Magny Cours : l'enfer du décor pour les touristes

Publié le par gunnar

IMG-4898.jpgChaque année est la dernière. Il devait y avoir des hôtels, une autoroute... et rien de tout cela. Le circuit de Nevers Magny Cours est planté dans la campagne. Puis les politiques de la Formule 1 donnent une nouvelle chance au circuit de la Nièvre française et c'est reparti pour un tour. Zoom sur l'envers du décor de Magny Cours, ce côté si français dans l'inhospitalité mérite quelques lignes.
La gare SNCF de Nevers. Des centaines de voyageurs y transitent le dimanche (jour de la course) pour se rendre à Magny Cours et rien n'y est "fait" pour les accueillir correctement, pour fêter l'événement. Les cafés pourraient en profiter pour ouvrir un dimanche et remplir leurs caisses. Seuls deux enseignes médiocres sont ouvertes dont un superbe Döner Kebab.

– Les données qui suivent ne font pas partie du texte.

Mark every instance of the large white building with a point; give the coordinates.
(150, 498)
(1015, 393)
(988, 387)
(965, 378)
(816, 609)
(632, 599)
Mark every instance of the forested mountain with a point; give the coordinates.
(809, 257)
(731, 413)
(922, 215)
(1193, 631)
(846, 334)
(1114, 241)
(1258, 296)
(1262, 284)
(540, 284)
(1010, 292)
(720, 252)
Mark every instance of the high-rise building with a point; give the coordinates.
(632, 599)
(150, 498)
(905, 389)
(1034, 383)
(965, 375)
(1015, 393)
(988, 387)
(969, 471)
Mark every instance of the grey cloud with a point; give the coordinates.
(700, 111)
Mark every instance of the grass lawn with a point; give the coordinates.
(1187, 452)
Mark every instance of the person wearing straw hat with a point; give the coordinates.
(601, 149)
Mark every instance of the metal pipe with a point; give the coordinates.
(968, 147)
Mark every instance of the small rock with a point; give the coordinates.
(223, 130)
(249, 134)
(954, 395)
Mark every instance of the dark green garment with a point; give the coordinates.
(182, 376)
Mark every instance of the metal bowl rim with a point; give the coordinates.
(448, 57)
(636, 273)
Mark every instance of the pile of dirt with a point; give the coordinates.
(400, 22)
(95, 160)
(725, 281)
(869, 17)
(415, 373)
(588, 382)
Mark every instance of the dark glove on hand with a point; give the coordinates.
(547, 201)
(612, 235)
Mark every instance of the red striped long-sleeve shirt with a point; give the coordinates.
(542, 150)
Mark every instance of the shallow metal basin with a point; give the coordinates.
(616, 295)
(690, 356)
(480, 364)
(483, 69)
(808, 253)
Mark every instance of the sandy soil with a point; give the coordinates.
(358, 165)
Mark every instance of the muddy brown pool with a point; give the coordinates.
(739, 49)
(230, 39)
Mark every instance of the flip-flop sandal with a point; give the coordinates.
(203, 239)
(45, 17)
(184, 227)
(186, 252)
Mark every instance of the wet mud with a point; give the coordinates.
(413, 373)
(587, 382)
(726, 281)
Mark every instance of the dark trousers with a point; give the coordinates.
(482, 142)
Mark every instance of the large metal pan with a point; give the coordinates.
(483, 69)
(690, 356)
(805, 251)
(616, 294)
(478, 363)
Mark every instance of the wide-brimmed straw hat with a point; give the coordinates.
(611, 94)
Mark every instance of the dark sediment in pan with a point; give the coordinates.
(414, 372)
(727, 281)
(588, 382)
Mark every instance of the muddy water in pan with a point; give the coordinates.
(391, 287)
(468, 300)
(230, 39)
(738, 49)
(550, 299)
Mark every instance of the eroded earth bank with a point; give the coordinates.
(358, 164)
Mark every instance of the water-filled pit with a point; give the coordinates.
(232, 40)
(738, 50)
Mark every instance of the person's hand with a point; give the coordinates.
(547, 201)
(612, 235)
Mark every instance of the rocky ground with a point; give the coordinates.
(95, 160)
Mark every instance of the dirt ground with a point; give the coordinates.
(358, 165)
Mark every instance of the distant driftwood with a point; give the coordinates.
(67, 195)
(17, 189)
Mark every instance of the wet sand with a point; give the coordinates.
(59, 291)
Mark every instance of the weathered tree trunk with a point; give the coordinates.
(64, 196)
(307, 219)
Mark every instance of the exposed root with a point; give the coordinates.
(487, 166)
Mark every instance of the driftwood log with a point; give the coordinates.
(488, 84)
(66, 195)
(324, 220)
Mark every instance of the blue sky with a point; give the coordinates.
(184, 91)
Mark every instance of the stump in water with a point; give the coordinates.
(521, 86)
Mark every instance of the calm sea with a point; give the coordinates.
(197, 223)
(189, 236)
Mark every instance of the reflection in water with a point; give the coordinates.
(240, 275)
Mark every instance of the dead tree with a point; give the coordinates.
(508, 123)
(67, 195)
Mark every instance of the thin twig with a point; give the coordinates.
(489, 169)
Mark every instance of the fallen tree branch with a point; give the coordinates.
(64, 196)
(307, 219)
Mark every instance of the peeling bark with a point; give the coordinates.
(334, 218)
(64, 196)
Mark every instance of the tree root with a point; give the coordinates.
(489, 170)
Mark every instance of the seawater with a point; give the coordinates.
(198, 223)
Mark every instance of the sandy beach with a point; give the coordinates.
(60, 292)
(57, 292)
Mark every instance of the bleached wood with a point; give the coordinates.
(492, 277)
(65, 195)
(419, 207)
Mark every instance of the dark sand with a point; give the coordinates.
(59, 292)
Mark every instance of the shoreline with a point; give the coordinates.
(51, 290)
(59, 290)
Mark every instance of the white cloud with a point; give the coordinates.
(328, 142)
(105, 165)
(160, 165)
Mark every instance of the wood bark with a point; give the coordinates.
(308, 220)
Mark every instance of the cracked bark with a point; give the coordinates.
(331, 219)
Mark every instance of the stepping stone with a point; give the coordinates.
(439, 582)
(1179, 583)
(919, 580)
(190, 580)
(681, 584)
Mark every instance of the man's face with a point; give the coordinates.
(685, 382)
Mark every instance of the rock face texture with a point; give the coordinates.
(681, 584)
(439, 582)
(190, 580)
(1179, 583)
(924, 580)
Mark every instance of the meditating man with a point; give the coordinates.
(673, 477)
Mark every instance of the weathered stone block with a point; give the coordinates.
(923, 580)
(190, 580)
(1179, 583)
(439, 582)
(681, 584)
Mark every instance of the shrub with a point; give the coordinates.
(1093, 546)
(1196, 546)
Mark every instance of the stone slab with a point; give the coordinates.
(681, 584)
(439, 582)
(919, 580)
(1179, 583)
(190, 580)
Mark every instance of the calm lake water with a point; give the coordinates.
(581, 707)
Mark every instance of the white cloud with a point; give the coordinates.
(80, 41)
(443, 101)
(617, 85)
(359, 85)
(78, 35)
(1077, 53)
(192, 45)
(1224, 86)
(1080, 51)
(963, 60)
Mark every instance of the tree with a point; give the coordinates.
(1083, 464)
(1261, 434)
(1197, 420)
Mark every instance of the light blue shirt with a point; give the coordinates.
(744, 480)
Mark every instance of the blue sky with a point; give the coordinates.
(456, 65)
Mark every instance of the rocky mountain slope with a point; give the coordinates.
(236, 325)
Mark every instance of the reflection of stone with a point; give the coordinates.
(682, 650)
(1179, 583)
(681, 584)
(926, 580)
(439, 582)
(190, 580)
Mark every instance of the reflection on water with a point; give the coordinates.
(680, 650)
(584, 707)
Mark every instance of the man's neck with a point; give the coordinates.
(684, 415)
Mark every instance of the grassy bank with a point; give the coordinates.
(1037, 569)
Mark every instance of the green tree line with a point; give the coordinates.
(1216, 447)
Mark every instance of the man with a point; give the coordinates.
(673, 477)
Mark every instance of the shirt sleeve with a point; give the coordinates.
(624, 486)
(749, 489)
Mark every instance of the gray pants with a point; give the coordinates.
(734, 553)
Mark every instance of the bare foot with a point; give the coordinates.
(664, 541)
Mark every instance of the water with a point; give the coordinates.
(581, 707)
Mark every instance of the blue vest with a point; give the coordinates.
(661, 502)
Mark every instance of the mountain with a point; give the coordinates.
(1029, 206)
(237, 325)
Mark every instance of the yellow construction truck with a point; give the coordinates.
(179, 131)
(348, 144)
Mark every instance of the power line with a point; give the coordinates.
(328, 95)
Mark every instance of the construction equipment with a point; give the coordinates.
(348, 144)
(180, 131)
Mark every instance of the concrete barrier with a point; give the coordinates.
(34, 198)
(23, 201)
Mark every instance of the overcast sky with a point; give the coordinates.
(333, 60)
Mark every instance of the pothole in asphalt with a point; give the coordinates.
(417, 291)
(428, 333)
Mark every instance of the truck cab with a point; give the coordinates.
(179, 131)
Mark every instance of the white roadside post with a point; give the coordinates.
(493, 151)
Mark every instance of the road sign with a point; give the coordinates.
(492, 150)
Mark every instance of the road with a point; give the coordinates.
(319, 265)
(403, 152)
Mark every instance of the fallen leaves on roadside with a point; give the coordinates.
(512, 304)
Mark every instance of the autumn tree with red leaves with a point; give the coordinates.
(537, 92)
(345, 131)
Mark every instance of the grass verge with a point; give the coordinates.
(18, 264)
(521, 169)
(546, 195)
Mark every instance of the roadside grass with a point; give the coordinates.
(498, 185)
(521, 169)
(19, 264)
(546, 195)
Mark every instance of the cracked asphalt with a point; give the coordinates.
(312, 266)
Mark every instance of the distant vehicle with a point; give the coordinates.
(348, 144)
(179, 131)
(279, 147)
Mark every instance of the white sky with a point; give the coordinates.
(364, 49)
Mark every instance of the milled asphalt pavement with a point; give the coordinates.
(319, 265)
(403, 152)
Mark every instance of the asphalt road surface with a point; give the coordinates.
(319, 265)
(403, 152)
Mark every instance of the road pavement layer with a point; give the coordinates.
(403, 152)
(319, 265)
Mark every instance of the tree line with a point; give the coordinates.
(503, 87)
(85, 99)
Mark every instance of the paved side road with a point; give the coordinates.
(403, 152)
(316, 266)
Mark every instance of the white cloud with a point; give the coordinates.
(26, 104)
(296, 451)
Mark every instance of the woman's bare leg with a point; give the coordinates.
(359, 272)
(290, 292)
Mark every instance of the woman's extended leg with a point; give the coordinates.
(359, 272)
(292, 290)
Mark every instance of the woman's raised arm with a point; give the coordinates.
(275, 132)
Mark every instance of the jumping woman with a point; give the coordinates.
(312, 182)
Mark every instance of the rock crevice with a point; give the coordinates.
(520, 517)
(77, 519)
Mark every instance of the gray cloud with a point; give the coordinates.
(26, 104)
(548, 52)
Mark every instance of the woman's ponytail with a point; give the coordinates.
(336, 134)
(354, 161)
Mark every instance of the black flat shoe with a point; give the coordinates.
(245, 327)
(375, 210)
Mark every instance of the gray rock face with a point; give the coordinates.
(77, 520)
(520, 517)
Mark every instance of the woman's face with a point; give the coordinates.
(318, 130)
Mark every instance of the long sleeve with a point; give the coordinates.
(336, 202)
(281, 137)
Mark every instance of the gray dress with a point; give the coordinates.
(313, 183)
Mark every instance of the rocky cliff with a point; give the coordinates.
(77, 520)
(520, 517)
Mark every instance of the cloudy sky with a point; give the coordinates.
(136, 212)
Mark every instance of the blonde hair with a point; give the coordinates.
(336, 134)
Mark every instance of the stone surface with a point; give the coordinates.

La navette Gare - circuit. Les files d'attente françaises où rien n'est prévu. Des personnes achètent leur ticket sur le quai de la gare routière, d'autres dans les bus qui ouvrent leurs portes au dernier moment attendant que celui qui précède soit parti. C'est la bousculade et le charmant monsieur qui vend les tickets n'a pas de monnaie, alors quand il doit faire l'appoint (avec un tarif débile fixé à 11 euros) sans parler anglais pour les Italiens, Anglais ou Allemands... cela se complique. Le chauffeur offrirera un gand moment de conduite avec téléphone portable au volant pour vérifier son chemin entre les charolaises, l'héliport et le bout du parking.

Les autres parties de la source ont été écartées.